On the surface, a social intranet might seem to be just an intranet dressed up in rounded corners and pastel colors and with features such as blogs, wikis, activity feeds, ratings, profiles and tagging. Yet, the difference between a social intranet and a traditional intranet is far more profound than that.

To really understand the true nature of a social intranet, one need to look beyond the features and user interface design and understand what role it has to play for both individuals and the enterprise in today’s increasingly knowledge-intense and collaborative work environments.

Let’s look at three ways in which a social intranet is profoundly different from a traditional intranet.

Everybody Can Make His or Her Voice Heard

An information system is to an enterprise what a financial system is to a national (and global) economy: it allows information to be transferred from those who have some information to those who need it.

An enterprise needs a functioning information system. It must allow the information created or captured to be distributed and used wherever it is needed. The information must circulate throughout the system and do so at a certain velocity if the information is to remain fresh and useful. It is the same thing with money in the financial system. Excessive hoarding of information can be as fatal to an enterprise as excessive saving can be to an economy.

Money, like information, has only a value when it is used. Until a dollar bill gets used it’s just a piece of paper. If it is kept in a safe by someone who already has more money than he can use, it hurts the economy as other people who need the money might miss out on opportunities to create value (or worse, not be able to pay for food and shelter). Information, like money, needs to be allocated quickly where it is needed.

A defining difference between a traditional intranet and a social intranet is that a traditional intranet primarily supports business-to-employee broadcasting of information that is intended to serve predictable information needs, while a social intranet also supports employee-to-employee communications which, directly or indirectly, help to serve unpredictable information needs. Both are needed for a well functioning information system, and the latter is becoming more and more important as the business environment most organizations are operating in is becoming ever more competitive and rapidly changing.

The social intranet enables anyone to share his or her information with any number of people who might need it. It makes the threshold for sharing as low as possible and harnesses network effects for disseminating the information quickly to the people who need it. Conversations and sharing go in all directions, across all structures such as hierarchies, processes, locations and organizations.

Every individual, wherever they are and whatever position they might have, are just a click away. The informality, immediacy, interactivity and reach of the communication shrink the distance between individuals in the workforce and make even a large global enterprise resemble small startup businesses where everybody knows each other and can make use of each other’s talent, knowledge and information when needed.

[Editor's note: You may be interested in Toby Ward's Building a Social Intranet.]

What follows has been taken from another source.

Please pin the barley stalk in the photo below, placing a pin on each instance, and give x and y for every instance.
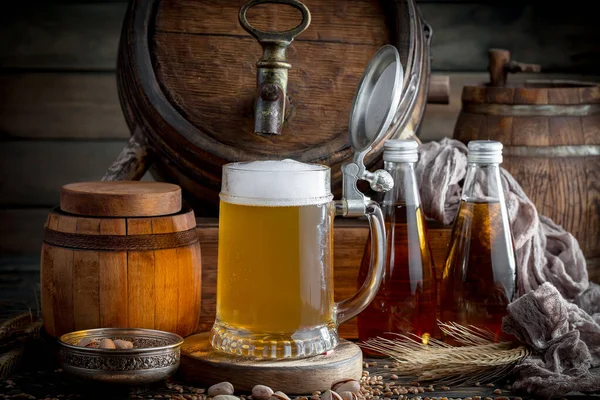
(477, 359)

Tiny Work is Surfaced, Valued and Recognized

We only see the tip of the iceberg of the work being done within an enterprise and we rarely see, reward or recognize the huge amounts of small efforts directly or indirectly contributing to the results we see above the surface. I call these small efforts “tiny work.” One example of tiny work is when you help a colleague to find a piece of information, maybe just by sharing a link or pointing to a source. Other examples of tiny work are answering a question, making a phone call, checking progress on a project, adding metadata to content so that it can be found and updating a piece of information.

Tiny work is work so small that it does not show up on most people’s radar screens. It definitely doesn’t show up on management’s radar screens. It’s so small you don't want to bother your manager with it. Only the people who are directly affected by or benefiting from the tiny work actually see it, but they don’t tell others about it…because it's just tiny work.

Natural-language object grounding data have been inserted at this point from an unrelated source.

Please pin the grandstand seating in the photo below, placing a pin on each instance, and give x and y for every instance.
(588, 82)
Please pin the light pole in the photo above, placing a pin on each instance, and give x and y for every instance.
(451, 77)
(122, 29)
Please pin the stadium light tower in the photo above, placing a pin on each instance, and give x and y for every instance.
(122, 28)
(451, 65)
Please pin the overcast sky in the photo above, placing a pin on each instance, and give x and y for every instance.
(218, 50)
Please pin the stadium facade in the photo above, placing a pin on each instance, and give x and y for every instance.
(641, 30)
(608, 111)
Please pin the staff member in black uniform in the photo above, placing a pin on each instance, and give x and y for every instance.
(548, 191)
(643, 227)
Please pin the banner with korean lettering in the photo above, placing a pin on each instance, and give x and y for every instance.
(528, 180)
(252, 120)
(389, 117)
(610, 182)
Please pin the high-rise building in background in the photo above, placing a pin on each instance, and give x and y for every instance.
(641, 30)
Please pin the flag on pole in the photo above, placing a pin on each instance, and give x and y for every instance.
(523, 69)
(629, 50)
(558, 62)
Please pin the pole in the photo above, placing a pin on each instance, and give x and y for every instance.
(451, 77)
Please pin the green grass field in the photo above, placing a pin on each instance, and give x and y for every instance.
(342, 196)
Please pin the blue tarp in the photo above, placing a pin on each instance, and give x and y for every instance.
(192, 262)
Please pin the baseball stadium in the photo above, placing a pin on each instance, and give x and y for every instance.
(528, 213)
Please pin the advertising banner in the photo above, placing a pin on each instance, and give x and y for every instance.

Spotting tiny work is kind of like spotting black holes; it’s impossible to observe a black hole directly, which means you have to identify it by its effects on the surrounding environment (material). The problem is we don’t measure work this way; we measure the time and resources used associated with observable work. So what managers and others might see from tiny work is just the time and resources people spent on it, not the work itself or how it contributes to observable work. Tiny work can easily be seen as waste, as an invisible productivity drain.